Baby’s first West Hollywood Pride celebration
I see us having just a small amount of people here at the house this year and celebrating who we are as a family and celebrating everyone else who comes to our house and their individuality, and just Pride in general. I think it’s going to be more tame, a little bit more pulled back from the typical West Hollywood Pride celebration.
Before she was even born, I got this heather gray tracksuit with rainbow stripes down the arm, and I was like ‘This is her Pride brunch jumpsuit’.
What Pride means to me as a new dad
I’m proud that I stuck with all the hurdles we went through over the last six and a half years, because there was nothing more special than holding Bali Rose 10 minutes after she was born and watching Brad feed her her first bottle. There was something so magical about that, this little human being and her first breaths of life and then feeding her a bottle and now watching her grow over the past three months. I’m just so proud to be her Dad.

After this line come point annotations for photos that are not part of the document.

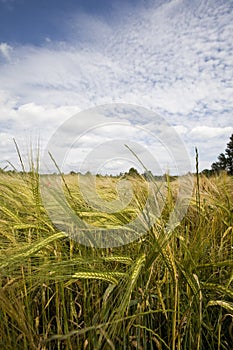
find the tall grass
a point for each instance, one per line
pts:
(160, 292)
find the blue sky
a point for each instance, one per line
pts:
(175, 58)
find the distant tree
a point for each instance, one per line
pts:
(229, 156)
(225, 161)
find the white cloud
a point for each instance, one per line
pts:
(5, 50)
(207, 132)
(175, 59)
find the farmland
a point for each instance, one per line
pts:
(164, 290)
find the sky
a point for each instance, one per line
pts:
(163, 59)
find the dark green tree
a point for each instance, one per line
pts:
(225, 161)
(229, 156)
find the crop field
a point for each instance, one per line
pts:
(168, 289)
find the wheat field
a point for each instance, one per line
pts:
(162, 291)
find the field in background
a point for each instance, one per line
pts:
(165, 291)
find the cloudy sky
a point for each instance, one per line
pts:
(173, 58)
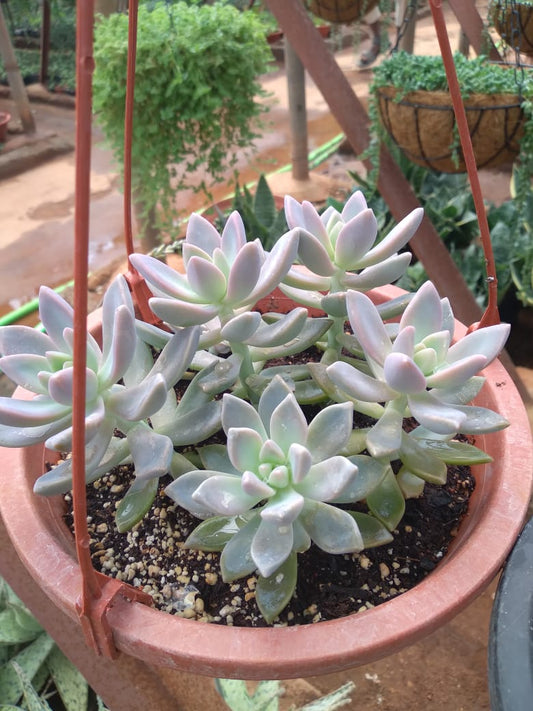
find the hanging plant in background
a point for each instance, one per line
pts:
(196, 96)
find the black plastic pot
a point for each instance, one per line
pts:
(511, 631)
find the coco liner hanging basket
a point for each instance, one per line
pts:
(422, 125)
(341, 11)
(514, 23)
(496, 510)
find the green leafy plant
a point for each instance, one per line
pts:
(265, 696)
(196, 96)
(33, 670)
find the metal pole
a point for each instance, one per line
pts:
(18, 90)
(297, 112)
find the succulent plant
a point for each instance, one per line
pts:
(289, 460)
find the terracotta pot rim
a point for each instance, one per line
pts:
(483, 543)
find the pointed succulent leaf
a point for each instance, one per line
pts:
(274, 592)
(30, 413)
(328, 479)
(244, 272)
(385, 272)
(275, 266)
(330, 430)
(314, 255)
(223, 494)
(207, 280)
(487, 341)
(271, 545)
(355, 239)
(480, 420)
(273, 395)
(24, 371)
(332, 529)
(411, 485)
(236, 560)
(239, 413)
(422, 462)
(55, 314)
(201, 233)
(241, 328)
(181, 491)
(386, 502)
(280, 332)
(454, 375)
(368, 326)
(396, 239)
(424, 312)
(180, 313)
(300, 462)
(136, 504)
(384, 438)
(244, 447)
(150, 451)
(214, 533)
(141, 401)
(288, 424)
(435, 414)
(370, 473)
(403, 375)
(357, 384)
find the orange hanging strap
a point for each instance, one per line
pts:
(97, 590)
(491, 315)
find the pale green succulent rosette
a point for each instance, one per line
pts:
(270, 495)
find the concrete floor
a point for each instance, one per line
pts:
(447, 671)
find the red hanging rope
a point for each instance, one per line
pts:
(491, 315)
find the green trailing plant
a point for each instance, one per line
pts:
(196, 97)
(266, 694)
(34, 673)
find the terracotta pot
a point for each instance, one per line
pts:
(422, 125)
(484, 540)
(5, 118)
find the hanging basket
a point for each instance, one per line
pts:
(341, 11)
(422, 124)
(484, 539)
(514, 23)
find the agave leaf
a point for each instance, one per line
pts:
(236, 560)
(273, 592)
(332, 529)
(372, 531)
(136, 503)
(386, 502)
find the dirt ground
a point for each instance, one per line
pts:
(447, 671)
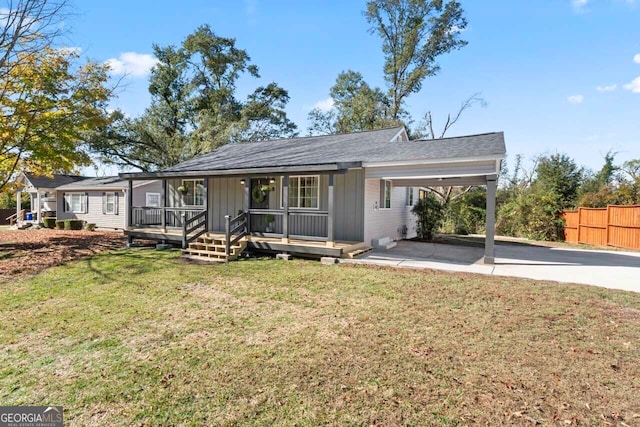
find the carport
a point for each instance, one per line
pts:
(458, 161)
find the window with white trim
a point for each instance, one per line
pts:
(109, 203)
(409, 196)
(153, 200)
(304, 192)
(385, 194)
(75, 202)
(195, 192)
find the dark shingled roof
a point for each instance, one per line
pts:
(52, 182)
(364, 147)
(102, 183)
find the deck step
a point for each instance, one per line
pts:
(358, 252)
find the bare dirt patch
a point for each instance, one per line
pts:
(30, 251)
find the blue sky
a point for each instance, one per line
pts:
(557, 75)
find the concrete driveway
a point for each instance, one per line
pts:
(609, 269)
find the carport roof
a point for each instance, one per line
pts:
(333, 152)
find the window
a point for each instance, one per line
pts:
(304, 192)
(409, 196)
(110, 203)
(385, 194)
(195, 192)
(153, 200)
(75, 202)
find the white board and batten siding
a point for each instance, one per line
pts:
(380, 222)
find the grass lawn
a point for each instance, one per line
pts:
(139, 337)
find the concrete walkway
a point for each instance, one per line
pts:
(609, 269)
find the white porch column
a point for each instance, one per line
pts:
(18, 204)
(489, 242)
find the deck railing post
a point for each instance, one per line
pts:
(129, 211)
(331, 210)
(163, 204)
(285, 209)
(247, 202)
(227, 234)
(184, 231)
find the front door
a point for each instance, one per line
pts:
(260, 223)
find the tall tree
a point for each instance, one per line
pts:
(194, 107)
(47, 101)
(414, 33)
(356, 107)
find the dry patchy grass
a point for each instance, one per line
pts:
(139, 337)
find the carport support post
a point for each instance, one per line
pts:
(489, 247)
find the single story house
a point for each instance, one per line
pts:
(100, 201)
(321, 195)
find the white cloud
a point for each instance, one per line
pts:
(324, 104)
(634, 85)
(607, 88)
(575, 99)
(579, 4)
(132, 63)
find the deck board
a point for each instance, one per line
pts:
(271, 244)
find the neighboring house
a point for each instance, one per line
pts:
(100, 201)
(319, 195)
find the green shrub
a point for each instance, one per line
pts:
(429, 213)
(73, 224)
(49, 222)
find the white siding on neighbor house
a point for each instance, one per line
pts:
(94, 212)
(380, 222)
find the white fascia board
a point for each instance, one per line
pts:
(493, 157)
(437, 176)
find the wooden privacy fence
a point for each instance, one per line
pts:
(611, 226)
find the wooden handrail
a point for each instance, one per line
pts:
(231, 227)
(200, 220)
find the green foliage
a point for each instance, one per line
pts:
(429, 213)
(534, 213)
(466, 214)
(559, 174)
(49, 222)
(72, 224)
(194, 107)
(414, 33)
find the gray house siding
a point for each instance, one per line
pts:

Embedded within the Bobbie DNA is the notion of inclusivity. Our formula allows parents and caregivers to confidently feed and bond with their babies — free of judgment and worry. During Pride month, the tenet of inclusivity feels all the more relevant. This was a great opportunity to share the stories of same-sex couples who have successfully started their biological families and have turned to Bobbie on their feeding journey. We share the story of Trans Dad, Trystan Reese, gay father, David Reed, and others we truly admire.